🤖 AI Summary
Existing PAC and PAC-Bayes generalization bounds for time-dependent data rely on unknown process parameters—such as mixing coefficients or spectral gaps—rendering them impractical for real-world applications.
Method: We propose the first fully empirical PAC-Bayes bound for Markov chains: we replace the intractable spectral gap with an estimable “pseudo-spectral gap” and provide a data-driven estimator for it under finite state spaces. The bound is constructed solely from observed trajectories, requiring no prior knowledge of the underlying Markov process.

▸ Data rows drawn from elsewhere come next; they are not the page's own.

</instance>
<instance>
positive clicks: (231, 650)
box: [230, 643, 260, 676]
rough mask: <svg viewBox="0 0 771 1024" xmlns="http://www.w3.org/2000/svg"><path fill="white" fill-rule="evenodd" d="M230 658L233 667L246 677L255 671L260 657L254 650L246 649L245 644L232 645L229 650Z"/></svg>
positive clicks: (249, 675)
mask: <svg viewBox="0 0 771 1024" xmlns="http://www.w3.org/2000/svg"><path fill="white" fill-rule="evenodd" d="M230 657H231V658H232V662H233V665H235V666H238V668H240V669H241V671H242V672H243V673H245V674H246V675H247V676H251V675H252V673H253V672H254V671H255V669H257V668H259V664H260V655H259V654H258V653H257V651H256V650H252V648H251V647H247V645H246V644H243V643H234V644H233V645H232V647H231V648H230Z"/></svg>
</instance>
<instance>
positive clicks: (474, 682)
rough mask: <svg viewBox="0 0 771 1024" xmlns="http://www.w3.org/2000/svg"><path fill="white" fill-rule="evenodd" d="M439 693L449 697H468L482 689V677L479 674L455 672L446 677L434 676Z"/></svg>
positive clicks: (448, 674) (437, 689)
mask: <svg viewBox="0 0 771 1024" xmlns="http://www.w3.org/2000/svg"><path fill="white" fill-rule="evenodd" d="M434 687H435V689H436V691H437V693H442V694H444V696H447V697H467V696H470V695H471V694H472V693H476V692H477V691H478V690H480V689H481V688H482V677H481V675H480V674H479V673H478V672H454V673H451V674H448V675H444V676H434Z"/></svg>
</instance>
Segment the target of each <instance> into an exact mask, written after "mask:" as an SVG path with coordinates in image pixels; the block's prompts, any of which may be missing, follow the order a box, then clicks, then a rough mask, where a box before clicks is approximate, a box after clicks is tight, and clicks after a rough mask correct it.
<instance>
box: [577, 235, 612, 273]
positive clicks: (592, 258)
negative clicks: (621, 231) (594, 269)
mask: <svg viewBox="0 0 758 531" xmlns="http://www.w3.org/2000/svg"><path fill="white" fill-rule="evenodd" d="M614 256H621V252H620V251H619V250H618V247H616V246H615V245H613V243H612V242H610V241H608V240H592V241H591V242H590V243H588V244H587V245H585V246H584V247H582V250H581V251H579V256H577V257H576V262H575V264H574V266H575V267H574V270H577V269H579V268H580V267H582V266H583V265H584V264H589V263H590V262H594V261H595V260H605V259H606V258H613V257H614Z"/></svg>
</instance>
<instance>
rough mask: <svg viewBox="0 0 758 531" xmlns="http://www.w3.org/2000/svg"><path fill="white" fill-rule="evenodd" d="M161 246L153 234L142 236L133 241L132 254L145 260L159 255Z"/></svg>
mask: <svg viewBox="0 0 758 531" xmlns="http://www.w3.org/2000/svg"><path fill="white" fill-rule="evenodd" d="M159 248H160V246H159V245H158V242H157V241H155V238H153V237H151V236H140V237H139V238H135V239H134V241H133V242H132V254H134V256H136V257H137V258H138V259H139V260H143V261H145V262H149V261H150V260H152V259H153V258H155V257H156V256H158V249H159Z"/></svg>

Contribution/Results: Our theoretical analysis establishes statistical validity, while simulations demonstrate that the empirical bound achieves tightness comparable to its non-empirical counterpart. This work delivers the first practical, assumption-free PAC-Bayes generalization guarantee for Markovian settings—eliminating reliance on unknown process parameters—and significantly enhances the operationality of learning theory for dependent data.
📝 Abstract
The core of generalization theory was developed for independent observations. Some PAC and PAC-Bayes bounds are available for data that exhibit a temporal dependence. However, there are constants in these bounds that depend on properties of the data-generating process: mixing coefficients, mixing time, spectral gap... Such constants are unknown in practice. In this paper, we prove a new PAC-Bayes bound for Markov chains. This bound depends on a quantity called the pseudo-spectral gap. The main novelty is that we can provide an empirical bound on the pseudo-spectral gap when the state space is finite. Thus, we obtain the first fully empirical PAC-Bayes bound for Markov chains. This extends beyond the finite case, although this requires additional assumptions. On simulated experiments, the empirical version of the bound is essentially as tight as the non-empirical one.